To create a brand, we must establish what differentiates us over the competition and articulate our value proposition. So, if you want to be a generalist, build your brand around being the most unique generalist out there and leverage how that provides convenience to your clients: “We can provide a more coordinated approach because we have expertise in multiple disciplines relevant to you. Let us be your advocate, and we will work with other advisors as needed.”
From Generalist To Specialist
The top end of the market prefers to work with and be referred to specialists, which makes honing your expertise even more important. Our clients appreciate convenience, but not at the expense of expertise. Claiming too many specialties dilutes our brand and our client’s perception of our expertise. The key is picking the right practice area for you specifically and building from there.
Narrow Your Focus
Four criteria exist in your niche and they ideally align: credibility from claims experiences, demonstrated expertise from credentials or background, preferred professions and products.
Firsthand claims are the most effective way to explain the benefits of your advice to a prospect. Early in my career, I broke my leg playing soccer and made a disability claim. Although I didn’t need my leg as part of the job, I discovered the pain and exhaustion were enough to affect my performance.
I connected personally with and became an expert on the product. My claim story served as a point of reference for clients to realize it really doesn’t take much to disable you. While a personal connection is impactful, your claim story can focus on someone else, such as a client or friend. However you choose to frame it, ensure your claim story would move you if you were a client.
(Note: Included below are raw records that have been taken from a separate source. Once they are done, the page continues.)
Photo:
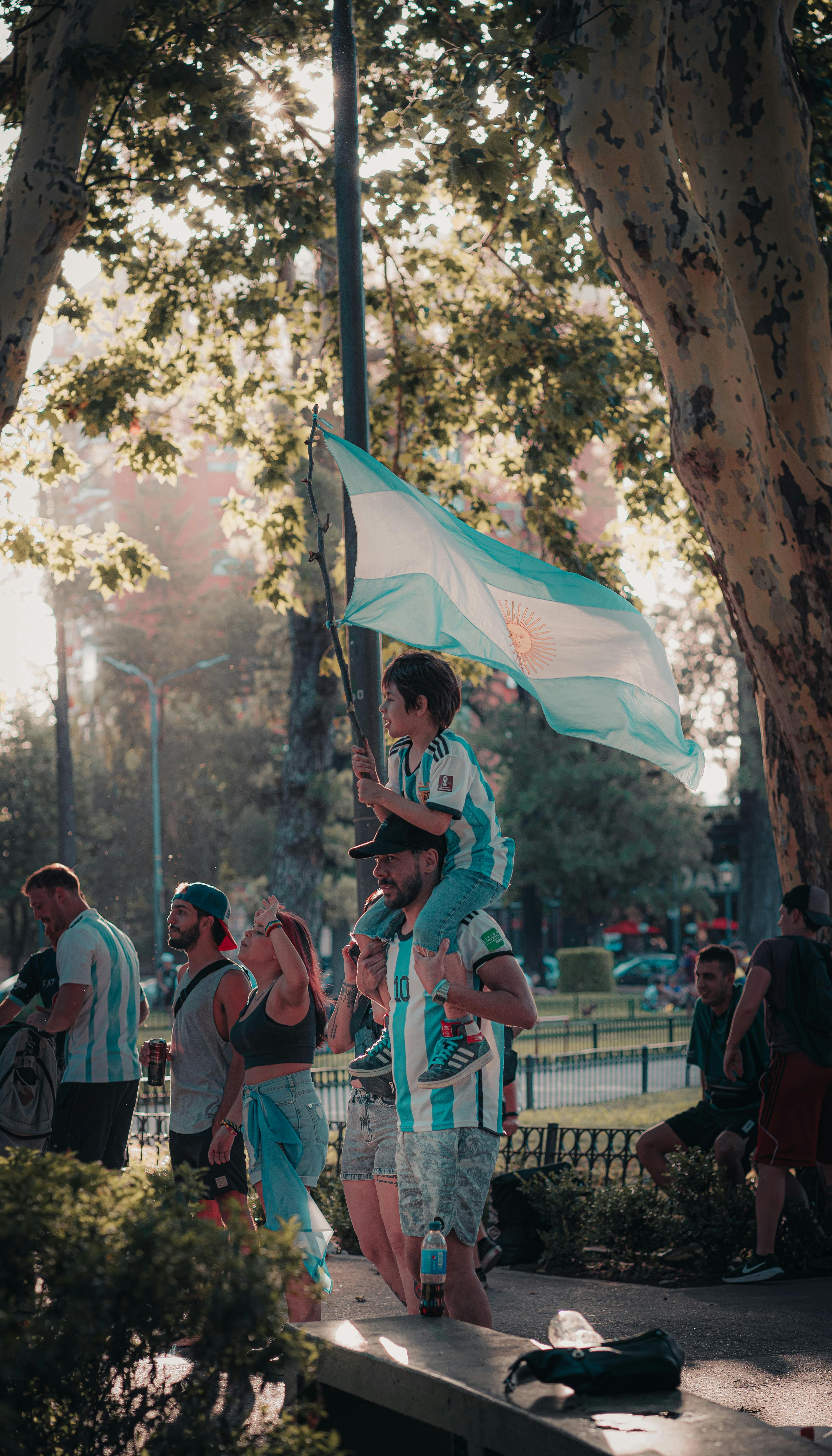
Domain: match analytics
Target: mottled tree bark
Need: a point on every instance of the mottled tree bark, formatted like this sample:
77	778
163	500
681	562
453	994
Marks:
689	145
44	206
297	863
After you identify your meaningful claim stories, make a list of your three favorite products to work with and preferred professions for each. Perhaps you like to work with life insurance for business owners or disability insurance for physicians. If you have a claim story about the product and group you pinpointed, put a star by it. If you don’t, consider whether you enjoy the work you do with your product and market niche, and any adjustments you can make to create more personal connections and sales opportunities.
Brand Your Niche
If you have a niche, you know it. If you have a branded niche, your clients also recognize it and can reference it as a reason to conduct business with you. We need to brand ourselves as the expert or advisor of choice in our niches. Consider writing for insurance journals and referral source trades. Communicate your skills through these media to brand yourself as a credible specialist and receive public validation of your expertise. To leverage your exposure, tell clients you were quoted or wrote an article; consider adding an “in the news” section on your website or promote the content on LinkedIn.
Continue To Evaluate
Your niche can change as you progress through your career. Even now, I know it is time for a change in my niche to realign with my passions and expertise. For example, you may start volunteering and find you can build a business around working with the other volunteers in the organization or the constituents the organization serves. Continue to evaluate who you work with, what products you sell and what types of planning you conduct. When I strategically narrowed my focus and stopped trying to be everything to everybody, I found my niche, and I have been finding it ever since.